“You must sleep sometime between lunch and dinner, and no halfway measures,” wrote Winston Churchill.
Like Churchill, a lot of us are dedicated nappers. In fact, the older we get, the more likely we are to nap. That may seem like an innocent enough pleasure. But for decades researchers have been studying napping to understand how it affects everything from health to nighttime sleep patterns, and a few studies have raised red flags, including one that linked napping to health problems. But how long is good?
Here are some of the common nap timings and their effects :
- 10-20 minutes – This power nap is ideal for a boost in alertness and energy. This length usually limits you to the lighter stages of non rapid eye movement (NREM) sleep, making it easier to hit the ground running after waking up.
- 30 minutes – Some studies show sleeping this long may cause sleep inertia, a hangover like groggy feeling that lasts for up to 30 minutes after waking up, before the nap’s restorative benefits become apparent.

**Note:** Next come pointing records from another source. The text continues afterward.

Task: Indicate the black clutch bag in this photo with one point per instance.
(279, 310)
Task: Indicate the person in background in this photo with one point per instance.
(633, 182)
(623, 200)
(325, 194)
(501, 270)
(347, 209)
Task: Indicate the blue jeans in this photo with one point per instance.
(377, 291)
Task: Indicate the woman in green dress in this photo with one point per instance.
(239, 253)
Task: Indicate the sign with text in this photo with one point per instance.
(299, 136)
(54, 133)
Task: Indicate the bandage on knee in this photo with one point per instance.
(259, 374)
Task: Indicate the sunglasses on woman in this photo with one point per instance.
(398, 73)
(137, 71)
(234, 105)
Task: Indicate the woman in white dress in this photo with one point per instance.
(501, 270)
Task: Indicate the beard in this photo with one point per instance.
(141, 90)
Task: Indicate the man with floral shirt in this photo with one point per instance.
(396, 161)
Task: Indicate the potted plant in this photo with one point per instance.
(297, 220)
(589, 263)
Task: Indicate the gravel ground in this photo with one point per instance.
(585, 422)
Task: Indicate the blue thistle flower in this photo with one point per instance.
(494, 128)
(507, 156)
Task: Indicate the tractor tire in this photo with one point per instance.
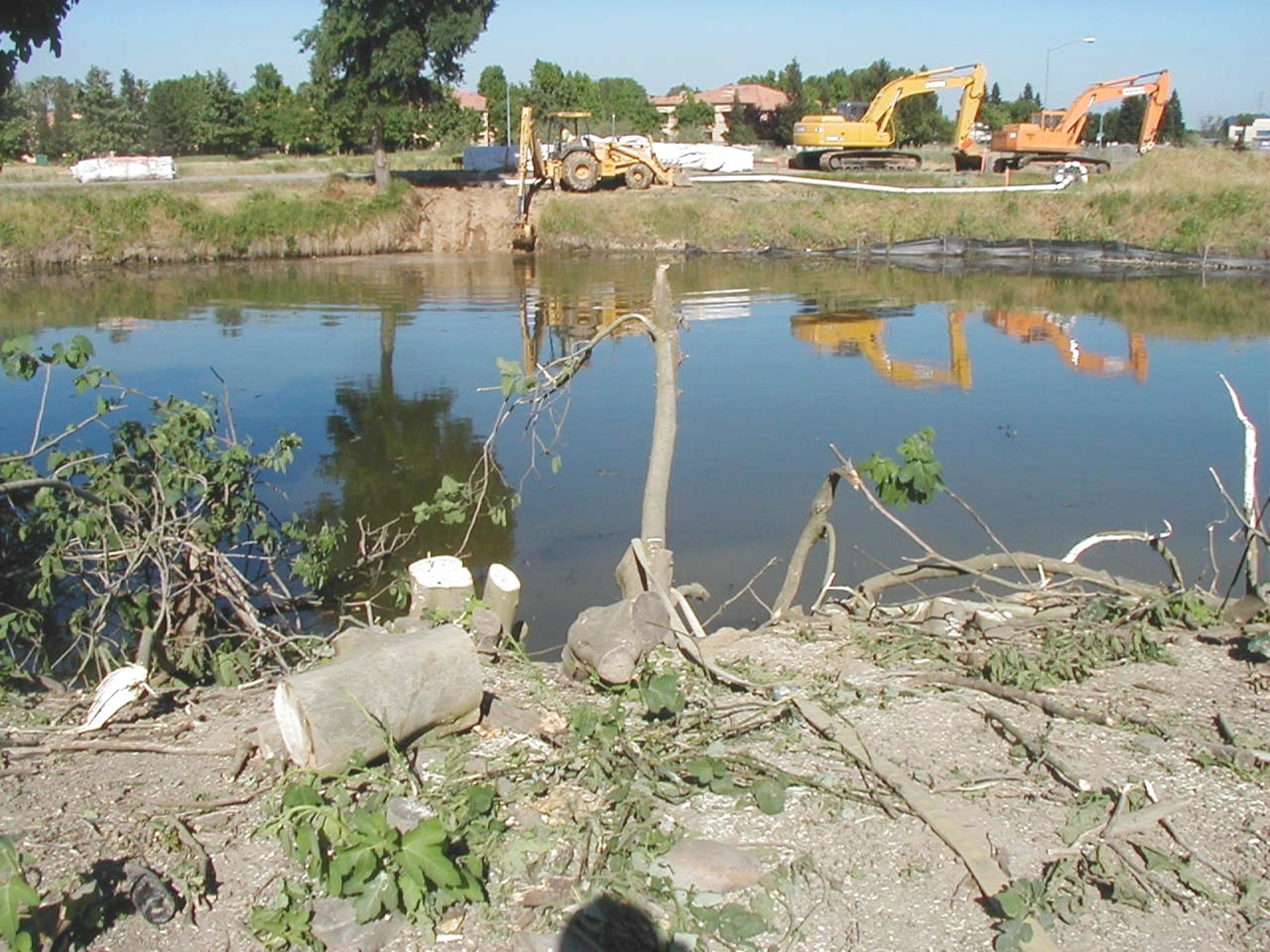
(639, 177)
(581, 172)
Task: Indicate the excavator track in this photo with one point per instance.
(843, 159)
(1023, 161)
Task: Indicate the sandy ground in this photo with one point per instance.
(164, 786)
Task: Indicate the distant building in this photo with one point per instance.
(765, 99)
(478, 103)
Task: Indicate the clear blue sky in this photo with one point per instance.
(1216, 50)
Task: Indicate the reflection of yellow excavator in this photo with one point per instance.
(864, 333)
(1054, 135)
(1037, 327)
(861, 135)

- 60 minutes – This nap is best for improvement in remembering facts, faces and names. It includes slow wave sleep, the deepest type. The downside, some grogginess upon waking up.
- 90 minutes – This is a full cycle of sleep, meaning the lighter and deeper stages, including REM (rapid eye movement) sleep, typically likened to the dreaming stage. This leads to improved emotional and procedural memory (i.e. riding a bike, playing the piano) and creativity. A nap of this length typically avoids sleep inertia, making it easier to wake up.